93.      Par ailleurs, cette législation et cette jurisprudence sont contraires à la jurisprudence de la Cour mentionnée au point 31 ainsi qu’aux notes en bas de page 11 et 12 des présentes conclusions, dans la mesure où elles ne distinguent pas les prestations de services des livraisons de biens en déterminant de façon concrète, parmi les multiples éléments d’une espèce, quels sont les éléments prédominants et quels sont les éléments accessoires, mais prennent pour point de référence exclusif la présence ou non de matériaux appartenant au constructeur.

94.      En particulier, bien que le législateur national puisse indiquer aux juridictions les critères à utiliser pour distinguer les livraisons de biens des prestations de services, il ne saurait leur en imposer un seul, et cette distinction ne saurait non plus résulter automatiquement de la présence ou non d’un élément spécifique unique, sans qu’aucun autre aspect de l’espèce ne soit examiné.

95.      Par conséquent, dans l’affaire au principal, affirmer que les travaux de construction sont des prestations de services ne revient pas à compromettre l’effet utile de la décision 2004/290, dès lors que ces travaux incluent toutes les activités de construction qui se concluent par la délivrance d’un bâtiment et présentent les caractéristiques décrites ci-dessus, et donc toute opération complexe, comme celle de l’espèce (47), pour laquelle un problème de fraude fiscale est susceptible de se poser (48).

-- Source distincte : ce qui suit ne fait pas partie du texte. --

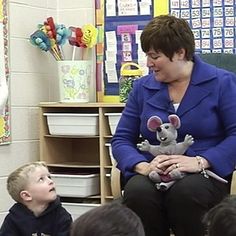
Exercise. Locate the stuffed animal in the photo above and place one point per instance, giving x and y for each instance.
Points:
(166, 133)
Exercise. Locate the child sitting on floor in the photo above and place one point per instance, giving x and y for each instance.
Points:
(37, 210)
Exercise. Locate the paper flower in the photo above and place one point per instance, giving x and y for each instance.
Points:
(51, 37)
(89, 37)
(62, 34)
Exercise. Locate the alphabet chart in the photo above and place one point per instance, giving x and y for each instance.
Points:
(212, 23)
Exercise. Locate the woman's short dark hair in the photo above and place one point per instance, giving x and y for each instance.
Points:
(168, 34)
(113, 219)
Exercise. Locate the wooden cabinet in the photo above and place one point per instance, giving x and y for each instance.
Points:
(80, 153)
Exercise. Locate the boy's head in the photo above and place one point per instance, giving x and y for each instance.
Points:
(220, 220)
(31, 182)
(108, 220)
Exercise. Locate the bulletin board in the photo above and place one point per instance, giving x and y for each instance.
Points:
(4, 71)
(212, 23)
(119, 24)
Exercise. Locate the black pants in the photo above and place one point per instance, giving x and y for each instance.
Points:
(181, 208)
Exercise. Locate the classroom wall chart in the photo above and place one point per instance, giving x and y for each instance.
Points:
(4, 72)
(212, 23)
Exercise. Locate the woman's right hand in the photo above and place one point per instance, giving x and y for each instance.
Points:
(144, 168)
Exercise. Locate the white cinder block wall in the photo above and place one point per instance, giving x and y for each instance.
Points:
(33, 77)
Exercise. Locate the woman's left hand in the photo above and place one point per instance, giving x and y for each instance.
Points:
(180, 162)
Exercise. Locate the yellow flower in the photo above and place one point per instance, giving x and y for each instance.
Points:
(89, 37)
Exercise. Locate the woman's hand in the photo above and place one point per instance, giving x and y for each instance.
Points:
(144, 168)
(183, 163)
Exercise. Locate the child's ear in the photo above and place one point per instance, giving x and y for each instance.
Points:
(25, 195)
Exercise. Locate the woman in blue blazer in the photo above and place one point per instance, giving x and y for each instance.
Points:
(204, 98)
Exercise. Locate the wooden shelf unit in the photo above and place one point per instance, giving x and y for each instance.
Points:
(80, 152)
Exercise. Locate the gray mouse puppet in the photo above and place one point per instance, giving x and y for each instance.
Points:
(167, 134)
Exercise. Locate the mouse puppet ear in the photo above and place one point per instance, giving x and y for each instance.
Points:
(174, 120)
(153, 123)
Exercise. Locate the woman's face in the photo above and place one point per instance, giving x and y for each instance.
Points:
(164, 69)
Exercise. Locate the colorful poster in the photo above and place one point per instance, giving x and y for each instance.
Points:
(4, 73)
(212, 23)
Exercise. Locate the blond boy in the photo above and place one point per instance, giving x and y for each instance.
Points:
(37, 210)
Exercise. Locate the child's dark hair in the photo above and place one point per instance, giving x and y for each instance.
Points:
(113, 219)
(220, 220)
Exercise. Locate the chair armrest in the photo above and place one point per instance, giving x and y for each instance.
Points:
(233, 184)
(115, 181)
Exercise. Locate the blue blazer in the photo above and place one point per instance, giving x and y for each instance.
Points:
(207, 112)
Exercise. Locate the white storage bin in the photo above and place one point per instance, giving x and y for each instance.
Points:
(72, 123)
(113, 119)
(77, 209)
(76, 185)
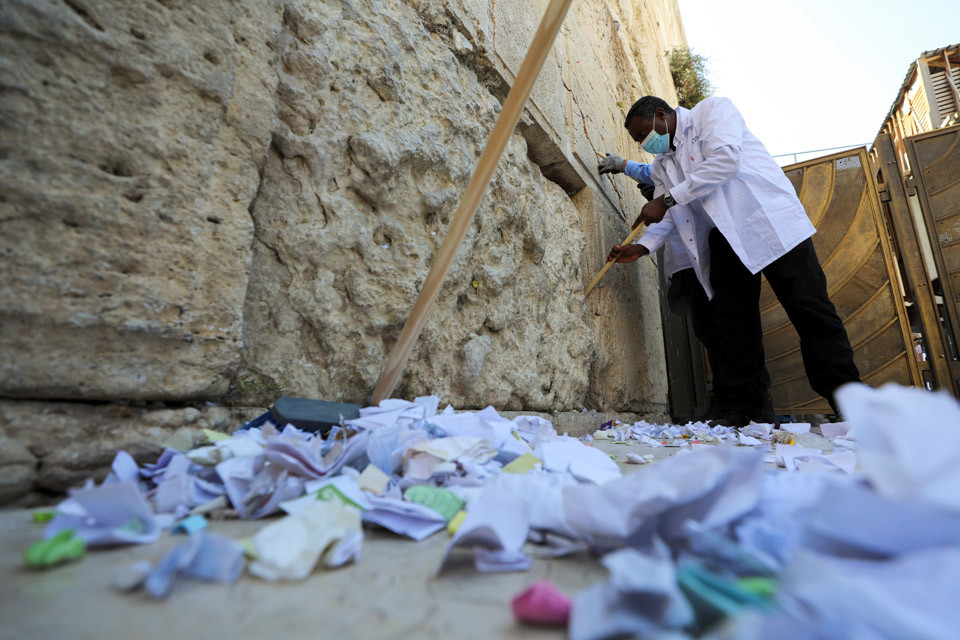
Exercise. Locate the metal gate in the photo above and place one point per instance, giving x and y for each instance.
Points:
(935, 163)
(839, 195)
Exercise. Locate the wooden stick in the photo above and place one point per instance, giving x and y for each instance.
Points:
(629, 239)
(502, 130)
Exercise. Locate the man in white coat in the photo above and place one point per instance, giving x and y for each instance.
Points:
(685, 295)
(738, 216)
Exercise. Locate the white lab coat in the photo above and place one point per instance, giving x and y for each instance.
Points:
(685, 231)
(724, 168)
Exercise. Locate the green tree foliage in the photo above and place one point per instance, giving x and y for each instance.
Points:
(689, 72)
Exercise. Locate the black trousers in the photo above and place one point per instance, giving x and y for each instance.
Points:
(801, 287)
(686, 295)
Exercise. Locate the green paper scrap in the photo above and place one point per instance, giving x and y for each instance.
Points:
(523, 464)
(214, 436)
(249, 549)
(758, 586)
(330, 492)
(190, 524)
(714, 596)
(444, 502)
(134, 525)
(63, 547)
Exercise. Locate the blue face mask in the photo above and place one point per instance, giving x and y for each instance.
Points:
(656, 142)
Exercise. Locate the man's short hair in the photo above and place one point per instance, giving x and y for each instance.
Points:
(645, 107)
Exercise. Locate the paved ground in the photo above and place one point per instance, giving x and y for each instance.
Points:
(392, 592)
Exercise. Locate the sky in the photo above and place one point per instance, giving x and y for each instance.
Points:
(813, 74)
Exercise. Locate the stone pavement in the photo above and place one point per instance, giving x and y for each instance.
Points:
(392, 592)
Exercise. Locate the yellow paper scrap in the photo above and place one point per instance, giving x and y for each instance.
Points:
(523, 464)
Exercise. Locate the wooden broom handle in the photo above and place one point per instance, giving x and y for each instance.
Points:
(506, 122)
(629, 239)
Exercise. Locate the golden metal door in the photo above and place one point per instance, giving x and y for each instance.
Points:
(840, 197)
(935, 163)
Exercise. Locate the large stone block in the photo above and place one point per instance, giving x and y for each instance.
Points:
(52, 446)
(131, 138)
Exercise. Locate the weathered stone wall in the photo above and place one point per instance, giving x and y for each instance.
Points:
(220, 202)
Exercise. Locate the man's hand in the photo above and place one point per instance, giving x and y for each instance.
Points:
(628, 253)
(652, 212)
(646, 190)
(611, 164)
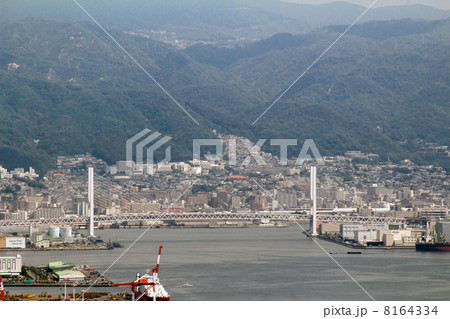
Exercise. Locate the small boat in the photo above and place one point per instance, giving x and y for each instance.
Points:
(148, 287)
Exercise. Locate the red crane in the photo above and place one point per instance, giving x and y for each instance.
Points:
(2, 290)
(151, 280)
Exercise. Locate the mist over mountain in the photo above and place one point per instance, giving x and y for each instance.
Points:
(226, 23)
(66, 88)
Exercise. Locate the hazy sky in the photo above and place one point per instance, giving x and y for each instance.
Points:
(441, 4)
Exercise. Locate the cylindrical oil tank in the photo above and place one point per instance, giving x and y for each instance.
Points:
(53, 231)
(66, 232)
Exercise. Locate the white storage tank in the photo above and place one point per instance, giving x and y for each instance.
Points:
(53, 231)
(66, 232)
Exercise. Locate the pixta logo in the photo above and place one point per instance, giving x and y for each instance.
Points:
(149, 142)
(254, 151)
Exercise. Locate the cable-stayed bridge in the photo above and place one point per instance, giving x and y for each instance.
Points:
(201, 216)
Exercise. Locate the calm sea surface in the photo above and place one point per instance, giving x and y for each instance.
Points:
(259, 264)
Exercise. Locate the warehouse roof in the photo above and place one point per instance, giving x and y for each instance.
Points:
(60, 264)
(69, 275)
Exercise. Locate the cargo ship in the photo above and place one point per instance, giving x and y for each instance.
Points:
(148, 287)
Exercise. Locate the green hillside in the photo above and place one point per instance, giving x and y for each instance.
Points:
(66, 88)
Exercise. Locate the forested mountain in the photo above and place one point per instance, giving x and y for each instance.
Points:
(211, 20)
(66, 88)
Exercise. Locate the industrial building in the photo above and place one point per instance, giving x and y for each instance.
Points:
(10, 266)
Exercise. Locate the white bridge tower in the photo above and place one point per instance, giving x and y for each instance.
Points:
(91, 200)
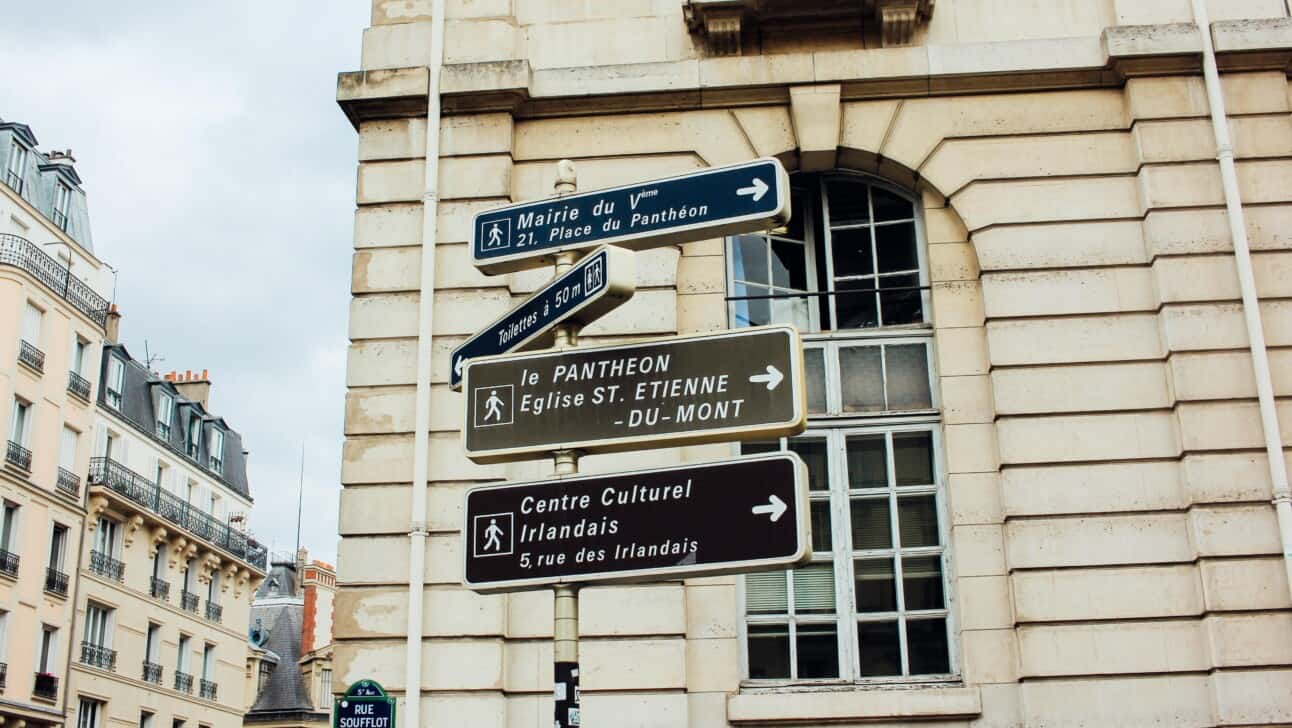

96.      Au contraire, un problème de fraude fiscale apparaîtrait si l’on suivait la thèse du gouvernement allemand et de la Commission, qui réduirait le champ d’application de cette dérogation.

97.      En effet, l’article 199 de la directive 2006/112, qui régit désormais le mécanisme de l’autoliquidation, prévoit expressément que ce système s’applique à des opérations du secteur de la construction en relation avec des biens immeubles, qui sont mises sur le même plan que la délivrance de travaux immobiliers assimilée à une livraison de biens en vertu de l’article 14, paragraphe 3, de ladite directive (ancien article 5, paragraphe 5, de la directive 77/388).

98.      Il s’ensuit que, puisqu’il s’agit d’un indice clair de ce que lesdites opérations sont des prestations de services, ainsi que cela a déjà été indiqué au point 72 des présentes conclusions, si les constructions de bâtiments et autres opérations similaires étaient qualifiées de livraisons de biens en Allemagne, elles ne pourraient plus aujourd’hui bénéficier du régime de l’autoliquidation et l’objectif de lutte contre l’évasion fiscale serait compromis (49).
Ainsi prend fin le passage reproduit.